= Silent period =

Second-language acquisition phase

The silent period (also called pre-production period) is a phase reported to have been observed in second-language acquisition where the learner does not yet produce but is actively processing the L2 (second language). This silent period has been claimed to be typically found in children and has been called the second stage of second language acquisition, following the use of L1 (native language) and preceding productive use of L2, and can last between a few weeks to a year. Generalizing how long this period may last is nearly impossible because it depends on many personal and individual variables that come into play.

While the silent period has received much endorsement from researchers and educators, some argue against the validity of such a period. There are debates surrounding its significance in language acquisition, of how language teachers should address such a period in school curriculum, and what exactly language learners are processing (or not) during such a period. The phenomena of the silent period is a theory attributed to Stephen D. Krashen.

== Controversy ==

There is controversy as to whether there is such a defined silent period of active learning. Studies in support of a silent period have used variable methods and definitions of silence. Some define it as the absence of any L2, while others define it as the absence of productive syntax in L2. Moreover, these studies were conducted across variable settings, and report a big range in the length of silent periods. Ultimately, even if these studies did properly establish a non-verbal phase, there is still a lack of evidence that it involves active learning, as opposed to general incomprehension or shyness.

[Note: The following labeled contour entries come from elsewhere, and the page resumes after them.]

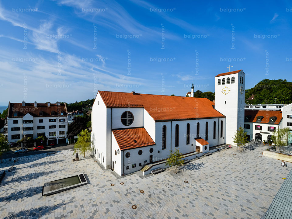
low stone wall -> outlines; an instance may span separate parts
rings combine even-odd
[[[292,163],[292,155],[288,155],[266,150],[263,151],[262,154],[266,157]]]

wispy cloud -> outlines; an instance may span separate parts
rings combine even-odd
[[[277,13],[275,13],[275,15],[274,15],[274,17],[273,18],[273,19],[271,20],[270,22],[271,23],[273,23],[273,22],[274,22],[276,18],[279,16],[279,15]]]

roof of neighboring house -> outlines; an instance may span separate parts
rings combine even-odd
[[[249,117],[248,116],[249,116]],[[255,122],[258,116],[262,116],[260,123],[269,123],[270,118],[277,117],[274,124],[279,124],[282,119],[282,111],[280,110],[246,110],[244,111],[245,121]],[[247,118],[248,117],[248,118]]]
[[[225,75],[232,75],[234,74],[236,74],[236,73],[238,73],[239,71],[242,71],[242,69],[240,69],[240,70],[238,70],[237,71],[230,71],[229,72],[225,72],[225,73],[221,73],[221,74],[220,74],[219,75],[217,75],[215,76],[216,78],[217,77],[219,77],[220,76],[224,76]],[[243,73],[244,74],[244,72],[243,72]]]
[[[26,103],[25,106],[23,106],[22,103],[11,103],[9,102],[7,117],[9,118],[19,118],[23,117],[29,113],[34,117],[47,117],[56,116],[66,116],[68,112],[66,103],[57,105],[57,103],[50,103],[48,106],[47,103],[36,104],[36,107],[34,107],[34,103]],[[55,112],[55,114],[51,115],[52,111]],[[63,111],[63,115],[61,113]],[[40,115],[40,113],[43,112],[43,115]],[[14,113],[17,112],[18,115],[15,116]]]
[[[209,143],[207,141],[206,141],[202,138],[195,138],[195,139],[199,143],[203,145],[203,146],[204,145],[206,145],[207,144],[209,144]]]
[[[288,164],[289,165],[289,164]],[[283,174],[285,177],[286,174]],[[283,184],[266,212],[263,219],[291,218],[292,214],[292,169],[283,181]]]
[[[99,91],[108,108],[144,107],[156,121],[225,117],[207,98]]]
[[[254,98],[255,98],[255,95],[253,94],[250,97],[249,97],[247,99],[245,100],[252,100]]]
[[[113,129],[112,131],[121,151],[155,144],[144,127]]]

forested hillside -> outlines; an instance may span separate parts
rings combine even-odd
[[[252,104],[288,104],[292,103],[292,82],[286,80],[264,79],[252,88],[245,90],[245,99],[253,94]],[[276,98],[275,99],[275,98]]]

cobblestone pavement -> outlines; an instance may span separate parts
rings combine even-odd
[[[292,166],[262,156],[266,147],[223,150],[185,165],[176,175],[168,169],[144,179],[117,179],[88,155],[73,162],[69,150],[15,163],[4,160],[1,173],[14,168],[0,185],[0,218],[260,218]],[[80,172],[89,184],[42,196],[45,182]]]

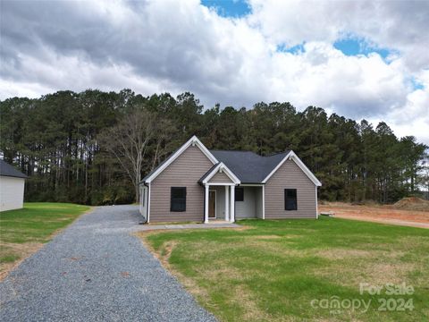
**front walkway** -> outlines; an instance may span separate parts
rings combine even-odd
[[[130,234],[140,220],[135,206],[83,215],[0,284],[0,320],[214,321]]]

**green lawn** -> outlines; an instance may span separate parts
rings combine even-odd
[[[0,274],[88,209],[81,205],[31,202],[22,209],[0,212]]]
[[[140,236],[221,320],[428,320],[428,230],[326,217],[240,224],[240,230]],[[384,288],[360,294],[360,283]],[[406,283],[414,292],[388,295],[389,283]],[[378,309],[383,299],[385,311]],[[326,309],[335,300],[341,308]],[[362,301],[370,302],[367,310]]]

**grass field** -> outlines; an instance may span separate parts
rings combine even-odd
[[[139,236],[223,321],[428,320],[428,230],[327,217],[240,224]],[[406,283],[414,292],[360,294],[360,283]]]
[[[88,209],[66,203],[25,203],[22,209],[0,212],[0,279]]]

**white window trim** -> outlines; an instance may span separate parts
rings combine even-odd
[[[292,160],[295,162],[295,164],[302,170],[304,174],[307,174],[308,179],[310,179],[313,183],[315,183],[317,187],[320,187],[322,183],[318,181],[318,179],[315,177],[315,174],[307,167],[306,165],[304,165],[304,162],[302,162],[299,157],[295,154],[295,152],[290,151],[289,152],[286,157],[283,157],[283,159],[277,165],[277,166],[266,176],[265,179],[262,182],[262,183],[266,183],[268,179],[270,179],[273,174],[275,174],[277,170],[287,161],[287,160]]]
[[[219,161],[214,157],[213,154],[206,148],[206,146],[201,143],[201,141],[195,135],[190,138],[185,144],[183,144],[172,156],[171,156],[167,161],[165,161],[156,172],[154,172],[147,179],[146,179],[147,183],[150,183],[156,178],[165,168],[168,167],[176,158],[178,158],[189,146],[197,146],[199,148],[201,152],[203,152],[208,159],[215,165]]]
[[[223,171],[226,174],[226,176],[231,179],[231,181],[234,184],[240,184],[240,179],[237,178],[237,176],[232,173],[232,171],[231,171],[228,168],[228,166],[225,165],[225,164],[223,162],[221,162],[203,180],[203,184],[206,184],[206,183],[214,184],[214,183],[211,183],[211,182],[208,182],[210,181],[210,179],[212,179],[214,176],[214,174],[216,174],[220,171]]]

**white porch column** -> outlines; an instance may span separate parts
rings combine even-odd
[[[208,223],[208,184],[206,184],[206,191],[204,194],[204,224]]]
[[[231,186],[231,214],[230,222],[235,221],[235,186]]]
[[[229,186],[225,186],[225,220],[230,220],[230,191]]]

The general concept of the silent period also seems at odds with the communicative nature of language and language acquisition.

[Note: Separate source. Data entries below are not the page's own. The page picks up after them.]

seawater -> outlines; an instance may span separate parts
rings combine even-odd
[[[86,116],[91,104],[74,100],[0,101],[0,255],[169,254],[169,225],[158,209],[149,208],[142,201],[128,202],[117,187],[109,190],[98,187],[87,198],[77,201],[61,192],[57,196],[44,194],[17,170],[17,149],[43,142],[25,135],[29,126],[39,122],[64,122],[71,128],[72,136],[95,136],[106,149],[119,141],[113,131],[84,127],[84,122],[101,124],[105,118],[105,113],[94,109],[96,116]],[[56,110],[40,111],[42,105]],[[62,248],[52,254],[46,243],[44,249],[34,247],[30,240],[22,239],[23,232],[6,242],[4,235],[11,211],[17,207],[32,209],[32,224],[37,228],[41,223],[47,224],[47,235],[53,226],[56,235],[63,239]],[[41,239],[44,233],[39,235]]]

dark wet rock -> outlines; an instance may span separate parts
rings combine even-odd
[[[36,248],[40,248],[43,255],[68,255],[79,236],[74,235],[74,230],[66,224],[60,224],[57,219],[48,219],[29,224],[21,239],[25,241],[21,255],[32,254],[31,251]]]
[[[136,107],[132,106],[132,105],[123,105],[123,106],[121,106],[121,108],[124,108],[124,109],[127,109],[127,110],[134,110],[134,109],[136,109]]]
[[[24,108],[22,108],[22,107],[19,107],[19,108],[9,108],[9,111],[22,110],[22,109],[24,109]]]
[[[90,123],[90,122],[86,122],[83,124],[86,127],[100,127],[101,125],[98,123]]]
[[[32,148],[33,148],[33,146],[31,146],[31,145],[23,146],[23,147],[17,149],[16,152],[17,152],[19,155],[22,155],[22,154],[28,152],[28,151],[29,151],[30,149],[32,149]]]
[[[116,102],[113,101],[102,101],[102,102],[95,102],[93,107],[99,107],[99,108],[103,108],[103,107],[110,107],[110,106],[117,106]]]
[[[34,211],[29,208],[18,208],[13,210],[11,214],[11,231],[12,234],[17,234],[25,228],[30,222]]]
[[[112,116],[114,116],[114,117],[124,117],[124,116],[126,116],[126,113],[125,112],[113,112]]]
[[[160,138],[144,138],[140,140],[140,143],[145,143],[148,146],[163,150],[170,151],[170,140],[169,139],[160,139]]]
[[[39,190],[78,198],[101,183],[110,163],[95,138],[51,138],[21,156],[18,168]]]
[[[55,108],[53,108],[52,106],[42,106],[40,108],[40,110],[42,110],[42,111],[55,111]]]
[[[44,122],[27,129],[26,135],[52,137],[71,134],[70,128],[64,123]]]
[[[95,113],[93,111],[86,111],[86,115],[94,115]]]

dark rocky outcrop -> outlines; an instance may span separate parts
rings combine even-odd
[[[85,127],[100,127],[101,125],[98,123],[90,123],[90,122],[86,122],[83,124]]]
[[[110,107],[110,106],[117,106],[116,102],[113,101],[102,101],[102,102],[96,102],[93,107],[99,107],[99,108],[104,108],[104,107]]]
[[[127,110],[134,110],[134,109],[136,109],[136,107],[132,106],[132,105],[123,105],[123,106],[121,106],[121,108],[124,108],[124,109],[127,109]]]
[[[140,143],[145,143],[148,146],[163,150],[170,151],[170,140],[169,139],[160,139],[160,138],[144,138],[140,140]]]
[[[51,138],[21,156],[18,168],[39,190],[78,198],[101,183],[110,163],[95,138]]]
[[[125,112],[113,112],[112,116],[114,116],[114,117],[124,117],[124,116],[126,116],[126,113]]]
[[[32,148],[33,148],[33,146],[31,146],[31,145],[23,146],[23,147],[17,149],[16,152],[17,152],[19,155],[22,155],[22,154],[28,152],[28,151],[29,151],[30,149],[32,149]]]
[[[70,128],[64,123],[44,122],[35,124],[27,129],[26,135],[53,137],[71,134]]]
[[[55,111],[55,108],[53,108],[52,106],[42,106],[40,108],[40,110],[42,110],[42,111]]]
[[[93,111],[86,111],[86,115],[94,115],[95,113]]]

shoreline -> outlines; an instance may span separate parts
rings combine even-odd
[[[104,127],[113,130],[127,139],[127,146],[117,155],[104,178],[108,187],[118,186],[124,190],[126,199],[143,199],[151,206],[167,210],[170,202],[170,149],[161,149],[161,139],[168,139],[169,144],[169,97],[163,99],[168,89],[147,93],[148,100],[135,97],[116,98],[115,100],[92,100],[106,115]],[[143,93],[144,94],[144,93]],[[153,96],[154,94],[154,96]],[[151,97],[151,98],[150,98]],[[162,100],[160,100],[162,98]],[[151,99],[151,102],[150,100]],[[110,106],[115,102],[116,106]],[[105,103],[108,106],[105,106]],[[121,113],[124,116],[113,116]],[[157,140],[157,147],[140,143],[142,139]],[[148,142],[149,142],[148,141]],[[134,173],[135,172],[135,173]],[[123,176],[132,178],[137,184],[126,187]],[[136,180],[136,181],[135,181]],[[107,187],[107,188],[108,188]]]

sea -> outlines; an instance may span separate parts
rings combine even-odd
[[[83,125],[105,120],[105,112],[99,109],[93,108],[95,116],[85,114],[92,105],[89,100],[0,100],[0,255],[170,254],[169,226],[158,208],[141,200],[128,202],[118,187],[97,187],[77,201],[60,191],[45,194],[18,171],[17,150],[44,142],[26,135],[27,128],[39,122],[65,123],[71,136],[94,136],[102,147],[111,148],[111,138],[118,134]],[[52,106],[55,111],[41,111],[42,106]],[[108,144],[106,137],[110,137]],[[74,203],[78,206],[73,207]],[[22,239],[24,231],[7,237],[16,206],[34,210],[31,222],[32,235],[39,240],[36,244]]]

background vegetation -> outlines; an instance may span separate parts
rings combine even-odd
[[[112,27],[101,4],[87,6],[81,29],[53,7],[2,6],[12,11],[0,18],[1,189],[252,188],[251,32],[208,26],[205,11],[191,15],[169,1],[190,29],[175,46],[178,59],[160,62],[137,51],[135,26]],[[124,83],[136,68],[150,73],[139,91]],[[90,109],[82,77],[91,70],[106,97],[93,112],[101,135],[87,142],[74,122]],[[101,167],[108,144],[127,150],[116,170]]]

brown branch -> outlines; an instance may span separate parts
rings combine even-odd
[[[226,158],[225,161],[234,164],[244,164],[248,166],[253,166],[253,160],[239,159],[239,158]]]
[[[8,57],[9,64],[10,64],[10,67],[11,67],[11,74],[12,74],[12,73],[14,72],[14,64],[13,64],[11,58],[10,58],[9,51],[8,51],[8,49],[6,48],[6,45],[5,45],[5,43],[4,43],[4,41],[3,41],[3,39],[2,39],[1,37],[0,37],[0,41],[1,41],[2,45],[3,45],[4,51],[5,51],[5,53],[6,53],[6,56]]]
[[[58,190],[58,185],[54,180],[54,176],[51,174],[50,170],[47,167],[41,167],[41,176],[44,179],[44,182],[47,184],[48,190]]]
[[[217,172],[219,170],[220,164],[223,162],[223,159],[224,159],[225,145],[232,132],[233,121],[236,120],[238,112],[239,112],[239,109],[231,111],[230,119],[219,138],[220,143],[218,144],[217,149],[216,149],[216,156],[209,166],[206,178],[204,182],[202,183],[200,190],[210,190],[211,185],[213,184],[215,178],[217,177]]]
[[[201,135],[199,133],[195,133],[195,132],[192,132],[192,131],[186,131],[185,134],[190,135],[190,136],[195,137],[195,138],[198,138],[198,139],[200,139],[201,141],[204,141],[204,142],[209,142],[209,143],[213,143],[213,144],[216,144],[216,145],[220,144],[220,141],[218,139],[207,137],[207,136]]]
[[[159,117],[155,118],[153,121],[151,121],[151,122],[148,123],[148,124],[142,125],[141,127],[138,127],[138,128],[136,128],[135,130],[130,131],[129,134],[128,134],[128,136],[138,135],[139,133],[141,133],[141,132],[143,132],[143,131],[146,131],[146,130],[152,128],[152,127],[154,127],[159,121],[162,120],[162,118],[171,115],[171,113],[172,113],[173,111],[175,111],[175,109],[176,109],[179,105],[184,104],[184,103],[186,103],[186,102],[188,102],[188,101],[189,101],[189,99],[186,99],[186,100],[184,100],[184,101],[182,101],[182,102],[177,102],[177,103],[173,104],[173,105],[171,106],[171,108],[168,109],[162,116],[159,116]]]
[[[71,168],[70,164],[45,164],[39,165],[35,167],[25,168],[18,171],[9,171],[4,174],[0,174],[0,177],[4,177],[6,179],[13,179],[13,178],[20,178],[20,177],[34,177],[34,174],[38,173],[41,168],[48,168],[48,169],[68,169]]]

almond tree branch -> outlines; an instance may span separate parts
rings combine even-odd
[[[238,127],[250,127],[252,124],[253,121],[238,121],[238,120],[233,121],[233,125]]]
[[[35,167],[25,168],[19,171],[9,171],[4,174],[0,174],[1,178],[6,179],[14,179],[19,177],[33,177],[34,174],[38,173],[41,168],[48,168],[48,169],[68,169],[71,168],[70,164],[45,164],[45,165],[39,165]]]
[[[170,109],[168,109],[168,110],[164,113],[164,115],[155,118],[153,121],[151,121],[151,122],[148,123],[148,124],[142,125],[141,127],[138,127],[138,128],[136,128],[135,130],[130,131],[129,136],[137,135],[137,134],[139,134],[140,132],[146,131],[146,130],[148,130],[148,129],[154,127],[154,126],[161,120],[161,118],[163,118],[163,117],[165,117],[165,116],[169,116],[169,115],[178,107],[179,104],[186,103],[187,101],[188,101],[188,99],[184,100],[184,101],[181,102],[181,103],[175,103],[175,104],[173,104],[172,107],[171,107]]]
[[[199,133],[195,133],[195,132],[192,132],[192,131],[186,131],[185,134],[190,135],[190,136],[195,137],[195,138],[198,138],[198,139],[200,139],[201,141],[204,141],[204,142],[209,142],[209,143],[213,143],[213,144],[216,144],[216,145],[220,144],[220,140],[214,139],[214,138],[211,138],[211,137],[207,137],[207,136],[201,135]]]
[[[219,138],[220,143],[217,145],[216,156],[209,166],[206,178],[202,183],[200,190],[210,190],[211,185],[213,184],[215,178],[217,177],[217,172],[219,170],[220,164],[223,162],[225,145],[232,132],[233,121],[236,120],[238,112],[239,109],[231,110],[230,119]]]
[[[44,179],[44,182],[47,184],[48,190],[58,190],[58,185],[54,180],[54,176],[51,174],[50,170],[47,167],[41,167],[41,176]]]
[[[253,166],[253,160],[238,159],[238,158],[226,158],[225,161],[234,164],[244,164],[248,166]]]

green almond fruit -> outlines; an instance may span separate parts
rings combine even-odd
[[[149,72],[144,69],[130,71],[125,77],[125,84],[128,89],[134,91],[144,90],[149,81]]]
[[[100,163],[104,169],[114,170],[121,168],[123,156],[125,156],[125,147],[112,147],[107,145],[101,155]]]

== In language teaching ==
Strategies teachers can use to help children who are in the silent period include: asking the child to teach the teacher words in their language, having children draw a picture of their family and then asking them for details, watching the children on the playground to see if there is any verbalization outside of the classroom, having the children use their bodies to mime what they want to communicate, and asking children to draw what they are trying to say.

General support for a silent period of active learning leads to certain implications in language teaching. Educators are less likely to expect engagement from L2 learners early on in acquisition, and might not try to elicit speech from L2 learners. However, if the silent period is not empirically founded, or if it reflects general incomprehension or shyness rather than active learning, then these pedagogical methods have to be reevaluated.

The silent period has been used in language teaching methods such as Total Physical Response, the natural approach, and Automatic Language Growth.